Но самым расхожим, пожалуй, эрзацем критерия истины в гуманитарных науках стала популярная нынче и почти всегда имеющая успех ссылка на организационный принцип «междисциплинарности». На междисциплинарность можно претендовать на самых различных, почти необозримых в широте своего спектра, основаниях — и с гарантированным успехом. Есть банальная междисциплинарность, например, в гордости литературоведа, который время от времени читает философские книги или даже разговаривает с философами (как будто литературовед может обойтись без таких контактов). Есть банальная междисциплинарность и в заимствовании — без всяких последствий — информации из другой дисциплины (как будто можно избежать такого рода упоминаний); есть виртуальная междисциплинарность исследовательских центров и проектов, сводящих под одной крышей представителей различных дисциплин — без малейших попыток побудить их к диалогу; и, наконец, междисциплинарность «утра выходного дня» — это когда находят «поучительным» (или, хуже того, «захватывающим») то, что говорят представители других дисциплин, — в полной уверенности, что это никак не повлияет на собственную деятельность и картину мира. Помимо неизбежных и тривиальных актов обмена информацией, междисциплинарность стоит труда лишь в том случае, если она не берется заранее гарантировать возможность взаимопонимания. Только при этом условии междисциплинарность приносит результаты, в том числе и намечает возможное наполнение понятия научности для гуманитарных наук.

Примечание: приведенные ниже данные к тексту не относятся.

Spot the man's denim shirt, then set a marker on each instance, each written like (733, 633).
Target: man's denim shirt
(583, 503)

Междисциплинарность, не считающая взаимопонимание гарантированным заранее, может породить то, что философ Ричард Рорти назвал — применительно к литературе — «imaginativeredescriptions», то есть повторные описания уже описанных фактов, порождающие новую сложность описания, поскольку изменяют те заранее заданные углы зрения, под которыми мы обычно эти факты видим. Такое варьирование углов зрения, порождающее контринтуитивные перспективы, вряд ли оправданно в обыденной жизни, поскольку вариативность и повышение сложности могут угрожать надежности институциональных процедур и сценариев, от которых зависит наша повседневная жизнь. Однако при сохранении определенной дистанции к повседневности варьирование углов зрения и контринтуитивное мышление могут весьма способствовать гибкости, необходимой для выживания институций.

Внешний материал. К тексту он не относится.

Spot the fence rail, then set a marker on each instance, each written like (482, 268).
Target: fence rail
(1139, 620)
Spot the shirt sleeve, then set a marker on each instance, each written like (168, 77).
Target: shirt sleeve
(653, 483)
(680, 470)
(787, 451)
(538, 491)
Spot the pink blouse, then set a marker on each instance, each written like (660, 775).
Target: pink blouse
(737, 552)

Но даже если для гуманитарных наук под такими лозунгами, как «варьирование углов зрения», «порождение сложности», «контринтуитивное (или “смелое”) мышление», создать некую нетривиальную область действия, это до конца не отменяет упрямый вопрос, почему их непременно нужно называть «науками». Ведь с моделью «верификация/фальсификация», во всех остальных случаях служащей нам показателем «научности», они остались несовместимы и в этой роли производителей сложности. Может быть, «HumanitiesandArts» — самое распространенное в англоязычном мире обозначение гуманитарных наук — есть более удачное, более адекватное решение, не в последнюю очередь потому, что оно лучше совместимо с той долей воображения, без которой не возникает новое в гуманитарных науках («imaginativeredescription»)?Но прежде всего потому, что именование «HumanitiesandArts» не обязывает к «серьезной науке», погоня за которой так легко становится для гуманитариев причиной бесплодия?